Stratosphere, Arizona Charlie's cuts race betting

Jan 31, 2009 8:04 PM
by GT Staff |

While the contract dispute between TrackNet and the Nevada books continues, the Stratosphere and its sister Arizona Charlie’s properties (Decatur and Boulder) won’t be taking horse racing wagers at five affected tracks either Saturday or Sunday.

"To do races is a lot right now being a smaller book so we won’t have Santa Anita, Gulfstream, Golden Gate, Oaklawn and Laurel either Saturday or Sunday due to our heavy workload with the Super Bowl," said Ed Malinowski, race and sports director at the Stratosphere. "The tracks are off Monday and Tuesday so we’ll see what happens after that."

Nevada books have had to go without the signals from those five tracks, which are part of the TrackNet Media Group that involves Churchill Downs and Magna Entertainment. The 80 some members of the Nevada Pari-Mutuel Association are booking pictureless bets themselves, without benefit of simulcast television.

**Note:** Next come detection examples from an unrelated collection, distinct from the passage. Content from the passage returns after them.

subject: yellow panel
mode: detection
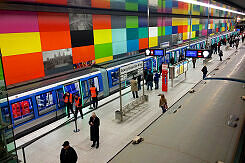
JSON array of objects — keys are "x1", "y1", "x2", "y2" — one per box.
[
  {"x1": 0, "y1": 32, "x2": 42, "y2": 56},
  {"x1": 95, "y1": 56, "x2": 113, "y2": 63},
  {"x1": 94, "y1": 29, "x2": 112, "y2": 45},
  {"x1": 149, "y1": 37, "x2": 158, "y2": 48}
]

"I can understand the attitude of bettors who would question coming to the race book at all to bet since they can’t watch it," Malinowski said. "Right now we’re just waiting for the Super Bowl to be over and then we will address the matter."

Malinowski said if the dispute involving those five tracks goes into Wednesday’s card, his book would do its own bets on a limited basis. "If nothing is agreed upon we will be forced to book it ourselves," he said. "We’ll do win, place, show, exactas, quinellas and trifectas with caps. There won’t be any superfectas, Pick Six or most other exotic wagers."

Scott Daruty, president and CEO of TrackNet said in the Harness Tracks of America Daily Newsletter that the volume has dropped by 6-to-11 percent on TrackNet tracks and that Nevada casinos, "are adamant about not paying a materially significant increase."

Stratosphere and Arizona Charlie’s East and West will be booking all tracks this weekend and beyond not affected in the TrackNet dispute. TrackNet wants higher fees for its signals, while the casinos feel they deserve lower rates because of the betting they generate.